How is this so? Well, every Last.fm profile contains a username, data on artists and tracks you've listened to at different times, a list of friends on the site, and a list of "neighbors" with similar musical taste. Each of these is a threat to anonymity:

  • Username: is your username on Last.fm the same as your username on other sites? If so, does your profile on any of the other sites give away your identity?
  • Friends: even a small amount of information about other pseudonyms you've friended on Last.fm has a high probability of allowing a data miner to match you based on the friendship graphs from other sites, like Facebook, Linked In, MySpace, LiveJournal, Yelp, etc.2
  • Music taste: do you have a MySpace (or Facebook, or LiveJournal) page that displays or discusses the kind of music you like? Are the artists and bands you mention on those pages also near the top of your Last.fm charts? If so, a data miner could probably link you to your MySpace account, or to a small group of MySpace accounts, one of which is yours.

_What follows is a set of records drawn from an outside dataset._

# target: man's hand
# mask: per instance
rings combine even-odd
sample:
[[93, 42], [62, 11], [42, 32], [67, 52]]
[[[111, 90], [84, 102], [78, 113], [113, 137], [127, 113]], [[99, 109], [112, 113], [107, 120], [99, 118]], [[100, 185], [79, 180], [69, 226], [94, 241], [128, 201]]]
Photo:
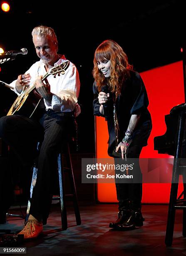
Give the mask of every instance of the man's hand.
[[28, 87], [30, 85], [30, 82], [31, 76], [30, 74], [24, 74], [18, 76], [17, 80], [15, 83], [15, 88], [19, 93], [20, 93], [23, 88], [25, 87]]
[[45, 84], [42, 81], [42, 76], [38, 77], [34, 82], [34, 85], [39, 93], [43, 98], [52, 102], [52, 94], [50, 92], [50, 86], [47, 79], [45, 79], [46, 84]]

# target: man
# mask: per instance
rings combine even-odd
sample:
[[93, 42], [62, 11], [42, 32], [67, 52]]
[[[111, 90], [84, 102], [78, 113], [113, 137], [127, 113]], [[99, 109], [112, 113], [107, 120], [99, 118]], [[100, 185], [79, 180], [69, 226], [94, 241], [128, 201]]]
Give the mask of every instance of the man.
[[[44, 109], [40, 103], [38, 111], [36, 108], [30, 118], [20, 114], [20, 111], [0, 119], [0, 136], [12, 149], [23, 166], [37, 159], [37, 179], [30, 215], [19, 233], [24, 234], [26, 239], [36, 237], [42, 232], [42, 220], [48, 217], [52, 200], [57, 156], [70, 136], [74, 116], [80, 112], [77, 103], [80, 87], [78, 72], [64, 55], [57, 54], [58, 42], [54, 30], [39, 26], [33, 29], [32, 35], [40, 61], [10, 85], [18, 95], [35, 86], [44, 99]], [[65, 62], [64, 74], [58, 72], [56, 77], [50, 74], [54, 67]], [[55, 70], [57, 72], [58, 69]], [[41, 142], [39, 155], [36, 150], [38, 141]]]

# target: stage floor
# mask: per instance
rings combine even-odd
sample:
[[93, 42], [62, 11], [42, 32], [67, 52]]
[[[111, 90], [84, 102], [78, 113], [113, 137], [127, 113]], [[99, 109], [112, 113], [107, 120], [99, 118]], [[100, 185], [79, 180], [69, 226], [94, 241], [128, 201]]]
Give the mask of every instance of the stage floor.
[[[182, 213], [176, 211], [173, 242], [171, 247], [164, 243], [168, 206], [144, 205], [144, 226], [127, 231], [115, 231], [109, 228], [116, 219], [117, 204], [80, 206], [82, 224], [76, 225], [73, 208], [68, 207], [68, 229], [61, 231], [59, 205], [52, 205], [43, 234], [37, 239], [19, 246], [27, 248], [27, 255], [186, 255], [186, 238], [182, 235]], [[20, 213], [12, 209], [10, 213]], [[21, 229], [24, 220], [9, 217], [0, 229], [11, 232]], [[2, 233], [1, 233], [2, 234]]]

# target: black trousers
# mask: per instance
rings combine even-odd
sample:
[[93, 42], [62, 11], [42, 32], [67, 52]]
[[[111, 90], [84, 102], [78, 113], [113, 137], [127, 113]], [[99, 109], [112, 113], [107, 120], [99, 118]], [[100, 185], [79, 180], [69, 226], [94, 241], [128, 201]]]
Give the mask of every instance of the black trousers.
[[[39, 220], [49, 214], [57, 155], [74, 127], [72, 113], [45, 112], [39, 120], [13, 115], [0, 118], [0, 137], [23, 166], [37, 161], [38, 171], [30, 214]], [[40, 152], [37, 150], [40, 142]], [[1, 197], [0, 195], [0, 204]]]
[[[133, 142], [129, 145], [126, 151], [127, 158], [135, 158], [136, 166], [134, 176], [137, 177], [138, 183], [116, 183], [117, 199], [119, 201], [119, 210], [125, 209], [134, 211], [141, 210], [142, 195], [142, 174], [139, 159], [143, 147], [134, 145]], [[117, 164], [117, 159], [115, 159]], [[139, 182], [140, 181], [141, 182]]]

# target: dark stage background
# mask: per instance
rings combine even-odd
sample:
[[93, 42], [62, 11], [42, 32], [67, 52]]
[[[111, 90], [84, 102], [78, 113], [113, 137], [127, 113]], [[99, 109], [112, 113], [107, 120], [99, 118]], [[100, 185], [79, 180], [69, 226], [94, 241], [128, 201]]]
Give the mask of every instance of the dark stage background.
[[[8, 3], [9, 13], [0, 10], [0, 47], [5, 51], [26, 48], [28, 53], [1, 64], [0, 80], [10, 82], [37, 60], [31, 35], [32, 28], [41, 24], [52, 27], [58, 38], [58, 52], [73, 62], [79, 73], [80, 152], [94, 152], [92, 71], [94, 51], [102, 41], [117, 41], [139, 72], [182, 59], [180, 48], [186, 33], [184, 1]], [[0, 90], [2, 116], [6, 114], [16, 95], [2, 86]]]

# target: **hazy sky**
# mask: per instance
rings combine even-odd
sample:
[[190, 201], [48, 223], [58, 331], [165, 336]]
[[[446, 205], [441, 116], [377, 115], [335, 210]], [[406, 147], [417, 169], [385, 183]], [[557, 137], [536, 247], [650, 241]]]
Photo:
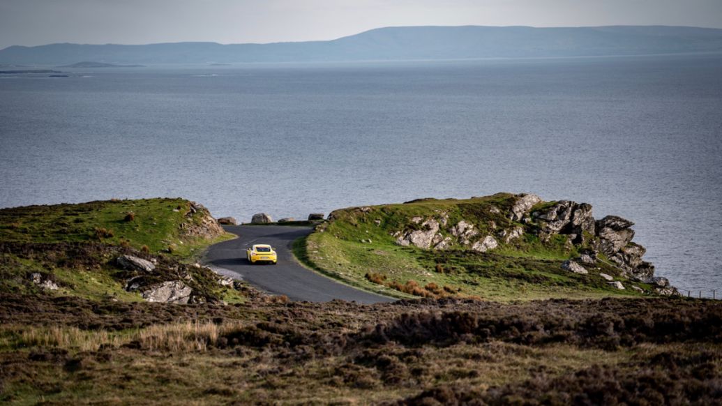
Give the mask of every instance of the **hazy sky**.
[[399, 25], [722, 27], [722, 0], [0, 0], [0, 48], [329, 40]]

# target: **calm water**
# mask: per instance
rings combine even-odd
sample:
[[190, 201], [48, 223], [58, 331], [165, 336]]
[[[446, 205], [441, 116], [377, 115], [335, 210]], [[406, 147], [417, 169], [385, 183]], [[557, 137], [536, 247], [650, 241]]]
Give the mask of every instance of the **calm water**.
[[658, 275], [722, 290], [722, 56], [70, 74], [0, 79], [0, 207], [180, 196], [248, 221], [533, 191], [632, 220]]

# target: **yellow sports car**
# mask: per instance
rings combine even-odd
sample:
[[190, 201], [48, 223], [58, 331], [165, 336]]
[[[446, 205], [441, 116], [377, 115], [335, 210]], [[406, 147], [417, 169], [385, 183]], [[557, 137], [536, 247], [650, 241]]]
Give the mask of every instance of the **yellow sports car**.
[[245, 250], [245, 257], [248, 259], [248, 262], [251, 264], [270, 262], [275, 265], [278, 262], [276, 251], [271, 248], [271, 246], [267, 244], [256, 244], [249, 248]]

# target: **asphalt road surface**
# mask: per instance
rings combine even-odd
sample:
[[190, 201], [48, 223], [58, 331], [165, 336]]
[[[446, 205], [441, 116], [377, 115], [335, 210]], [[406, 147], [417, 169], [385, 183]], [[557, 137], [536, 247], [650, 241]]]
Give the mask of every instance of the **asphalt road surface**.
[[[299, 264], [291, 253], [292, 244], [296, 238], [310, 234], [310, 228], [229, 225], [224, 228], [240, 238], [211, 246], [206, 254], [206, 262], [226, 276], [242, 279], [270, 293], [286, 295], [292, 301], [327, 302], [341, 299], [375, 303], [395, 300], [336, 282]], [[278, 264], [253, 265], [248, 262], [245, 249], [253, 244], [270, 244], [278, 254]]]

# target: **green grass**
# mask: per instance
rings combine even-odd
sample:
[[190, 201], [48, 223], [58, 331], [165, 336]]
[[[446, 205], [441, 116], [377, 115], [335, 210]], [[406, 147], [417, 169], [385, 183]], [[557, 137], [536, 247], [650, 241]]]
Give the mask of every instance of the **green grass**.
[[[123, 252], [161, 262], [166, 258], [148, 278], [182, 279], [174, 271], [178, 262], [193, 264], [209, 245], [235, 237], [209, 228], [213, 221], [206, 210], [182, 199], [0, 210], [0, 291], [39, 293], [42, 289], [30, 282], [30, 275], [39, 272], [60, 286], [56, 295], [142, 301], [138, 293], [125, 290], [125, 281], [135, 275], [120, 269], [115, 259]], [[194, 291], [227, 303], [245, 300], [235, 290], [217, 285], [212, 272], [184, 267], [192, 275], [187, 284]]]
[[[319, 272], [365, 290], [396, 297], [409, 295], [388, 285], [392, 282], [405, 285], [409, 281], [422, 287], [429, 283], [446, 287], [445, 295], [502, 301], [640, 295], [627, 281], [623, 281], [627, 290], [617, 290], [599, 276], [599, 272], [619, 275], [619, 269], [609, 264], [600, 262], [596, 265], [600, 269], [590, 269], [588, 275], [562, 269], [561, 263], [577, 256], [580, 248], [570, 245], [563, 236], [552, 236], [542, 241], [525, 233], [508, 243], [497, 238], [500, 246], [482, 254], [461, 246], [448, 251], [403, 247], [396, 244], [393, 235], [419, 227], [412, 221], [415, 217], [438, 220], [446, 217], [447, 225], [440, 230], [444, 236], [450, 236], [448, 229], [461, 220], [474, 224], [480, 236], [495, 235], [503, 228], [525, 227], [505, 215], [513, 202], [513, 195], [497, 194], [463, 200], [425, 199], [337, 210], [331, 221], [300, 241], [295, 252], [302, 262]], [[541, 203], [535, 207], [551, 204]], [[495, 212], [495, 209], [500, 212]], [[381, 284], [373, 282], [366, 277], [370, 273], [385, 280]]]
[[[131, 215], [132, 213], [132, 215]], [[131, 215], [132, 220], [130, 220]], [[170, 248], [178, 257], [197, 253], [206, 239], [185, 236], [181, 225], [198, 225], [202, 211], [191, 212], [183, 199], [108, 200], [77, 204], [0, 210], [0, 241], [58, 243], [96, 241], [129, 244], [151, 252]], [[223, 236], [219, 239], [232, 238]]]

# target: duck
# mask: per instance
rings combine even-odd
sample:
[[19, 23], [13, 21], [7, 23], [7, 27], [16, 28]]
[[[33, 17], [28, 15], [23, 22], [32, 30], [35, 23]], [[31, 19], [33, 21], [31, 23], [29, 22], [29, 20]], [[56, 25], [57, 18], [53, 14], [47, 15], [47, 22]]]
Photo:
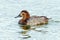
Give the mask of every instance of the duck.
[[49, 18], [46, 16], [30, 16], [30, 13], [27, 10], [22, 10], [17, 17], [22, 17], [18, 21], [18, 24], [21, 25], [44, 25], [48, 24]]

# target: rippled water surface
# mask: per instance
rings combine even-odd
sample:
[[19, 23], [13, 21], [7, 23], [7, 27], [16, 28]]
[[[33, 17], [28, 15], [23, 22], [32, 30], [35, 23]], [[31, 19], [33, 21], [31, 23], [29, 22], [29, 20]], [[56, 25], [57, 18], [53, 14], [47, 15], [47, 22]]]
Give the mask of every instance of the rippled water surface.
[[[52, 19], [25, 31], [14, 18], [23, 9]], [[0, 40], [60, 40], [60, 0], [0, 0]]]

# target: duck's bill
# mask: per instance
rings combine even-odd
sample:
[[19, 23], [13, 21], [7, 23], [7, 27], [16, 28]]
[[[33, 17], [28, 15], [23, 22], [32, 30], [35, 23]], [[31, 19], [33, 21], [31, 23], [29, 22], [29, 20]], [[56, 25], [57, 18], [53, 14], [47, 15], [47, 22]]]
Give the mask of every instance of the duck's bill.
[[16, 16], [15, 18], [21, 17], [20, 15]]

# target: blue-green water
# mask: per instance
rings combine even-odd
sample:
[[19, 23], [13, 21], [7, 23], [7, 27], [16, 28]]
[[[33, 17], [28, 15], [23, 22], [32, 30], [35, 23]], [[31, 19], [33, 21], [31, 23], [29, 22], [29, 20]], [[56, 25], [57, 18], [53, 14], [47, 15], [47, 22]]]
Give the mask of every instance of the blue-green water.
[[[26, 35], [31, 37], [25, 38], [20, 33], [23, 30], [18, 25], [20, 18], [14, 18], [23, 9], [31, 16], [52, 19], [48, 25], [29, 30]], [[0, 0], [0, 40], [60, 40], [60, 22], [56, 21], [60, 21], [60, 0]]]

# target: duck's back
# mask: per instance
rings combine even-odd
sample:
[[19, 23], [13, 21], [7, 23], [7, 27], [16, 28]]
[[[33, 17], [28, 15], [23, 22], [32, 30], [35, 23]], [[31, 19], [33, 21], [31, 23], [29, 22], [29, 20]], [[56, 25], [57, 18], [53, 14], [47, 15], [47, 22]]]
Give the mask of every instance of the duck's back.
[[48, 18], [45, 16], [32, 16], [27, 21], [27, 25], [38, 25], [48, 23]]

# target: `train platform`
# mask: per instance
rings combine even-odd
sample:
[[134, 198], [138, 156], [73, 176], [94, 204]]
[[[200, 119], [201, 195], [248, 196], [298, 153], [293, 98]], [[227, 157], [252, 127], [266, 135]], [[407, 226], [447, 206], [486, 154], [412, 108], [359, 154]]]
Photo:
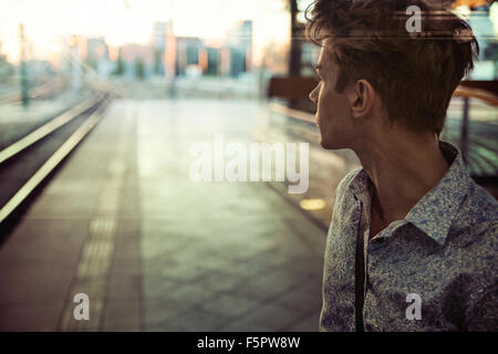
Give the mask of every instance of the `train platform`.
[[318, 331], [325, 230], [267, 183], [189, 178], [193, 144], [264, 112], [113, 101], [0, 248], [0, 331]]

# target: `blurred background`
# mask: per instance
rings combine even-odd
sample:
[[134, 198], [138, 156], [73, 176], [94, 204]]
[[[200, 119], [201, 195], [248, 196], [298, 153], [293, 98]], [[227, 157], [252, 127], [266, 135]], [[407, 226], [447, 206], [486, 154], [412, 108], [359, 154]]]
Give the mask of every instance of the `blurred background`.
[[[0, 1], [0, 330], [317, 331], [332, 194], [309, 0]], [[498, 196], [498, 4], [442, 138]], [[189, 180], [189, 147], [309, 143], [310, 186]], [[90, 298], [77, 321], [74, 294]]]

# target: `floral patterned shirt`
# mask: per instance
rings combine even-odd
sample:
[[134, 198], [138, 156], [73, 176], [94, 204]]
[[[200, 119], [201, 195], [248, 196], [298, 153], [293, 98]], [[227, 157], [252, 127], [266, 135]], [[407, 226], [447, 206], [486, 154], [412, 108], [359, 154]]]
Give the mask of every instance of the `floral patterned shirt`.
[[[362, 168], [334, 194], [320, 331], [355, 329], [355, 247], [365, 219], [364, 331], [497, 331], [498, 202], [440, 142], [449, 169], [403, 220], [369, 241], [373, 184]], [[363, 212], [362, 212], [363, 210]]]

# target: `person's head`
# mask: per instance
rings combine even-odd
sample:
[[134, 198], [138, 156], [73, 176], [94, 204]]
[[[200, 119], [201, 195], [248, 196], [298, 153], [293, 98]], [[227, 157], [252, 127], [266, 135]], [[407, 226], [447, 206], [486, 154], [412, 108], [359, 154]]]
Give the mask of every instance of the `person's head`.
[[[469, 25], [442, 2], [318, 0], [307, 10], [307, 35], [322, 48], [310, 98], [323, 147], [354, 148], [392, 127], [439, 135], [479, 51]], [[422, 10], [418, 32], [412, 6]]]

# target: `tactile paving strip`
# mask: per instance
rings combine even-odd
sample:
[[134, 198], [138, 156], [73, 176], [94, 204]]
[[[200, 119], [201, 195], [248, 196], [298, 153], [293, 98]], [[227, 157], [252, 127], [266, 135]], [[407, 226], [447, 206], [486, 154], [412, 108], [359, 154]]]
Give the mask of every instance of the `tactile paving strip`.
[[[126, 171], [126, 146], [121, 136], [113, 162], [107, 167], [106, 181], [98, 196], [94, 217], [90, 220], [89, 237], [83, 246], [76, 273], [62, 312], [60, 331], [101, 331], [105, 295], [114, 254], [122, 188]], [[74, 311], [79, 303], [74, 295], [89, 296], [89, 320], [76, 320]]]

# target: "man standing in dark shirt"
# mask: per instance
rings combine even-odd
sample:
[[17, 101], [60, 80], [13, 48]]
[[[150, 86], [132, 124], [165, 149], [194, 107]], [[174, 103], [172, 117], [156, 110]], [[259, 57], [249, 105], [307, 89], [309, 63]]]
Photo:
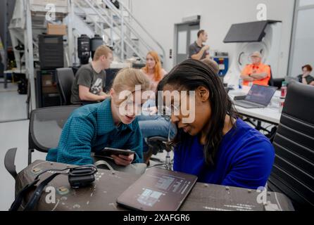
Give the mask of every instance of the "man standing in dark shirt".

In combination, these facts mean that even if Last.fm never revealed your IP address to anyone, your public profile on the site could be de-anonymized by careful data mining.

Defense against data mining

It isn't impossible to use Last.fm or other data sharing sites anonymously; it just requires a great deal of care. For each fact you share, you need to ensure that there aren't other published data points to match it against:

  • select a username that is different to the ones you use on other sites;
  • don't friend your real friends on Last.fm;3
  • don't reveal your music tastes publicly in other fora;
  • configure your Last.fm plugin to send its reports through Tor.4

There are also some things that data aggregation sites can do to reduce the risks that data mining poses to their users' privacy. One strategy is to try to prevent third parties from obtaining datasets in the first place, while another is to try to prevent them from using data mining techniques to de-anonymize users. Neither of these is perfect.

Last.fm doesn't attempt to restrict limit to its datasets; in fact, the site's privacy policy is clear that all data (except for email addresses) will be available not only on the web but also through an API. They do attempt to contractually restrict: Section 5.1.6 of the terms of use for the API prohibits identifying users who have not chosen to identify themselves, while clause 7 in the site's Acceptable Use might have a similar effect.

It's good that Last.fm has these limits in place, but don't depend on them. If you want facts about yourself to remain secret, be very careful before you let them onto the net.

  • 1. There are only 7 billion people on the planet, and only about a billion on the Internet. Every fact about a person (are they male or female? Where they live? Do they listen to Brian Eno?) slices that number down by a significant fraction. If you have enough facts about a person, (33
    bits of independent facts, it turns out, because log 2 7,000,000,000 = 32.7) you can determine who they are.
  • 2. If perfect friendship data was available, matching accounts across sites like this would simply require a data miner to solve the graph isomorphism problem, which turns out to be very easy in practice. Against real social networks, the problem is a probabilistic variant of graph isomorphism, because many people will be friends with someone on social network A, but not on social network B. Nonetheless, Arvind Narayanan and Vitaly Shmatikov are presenting a paper called De-Anonymizing Social Networks at the 2009 IEEE symposium on Security and Privacy, in which they show that matching is possible for a large percentage of users on real social networking sites.
  • 3. Caveat: if you have extremely similar musical tastes and collections to your friends (and many people do), it's possible that your real-life friends will turn out to be amongst your nearest "neighbors" on Last.fm, regardless of whether you actually friend them.
  • 4. You can use the "torify" program to do this if you know how to run your media player from a shell script or command line.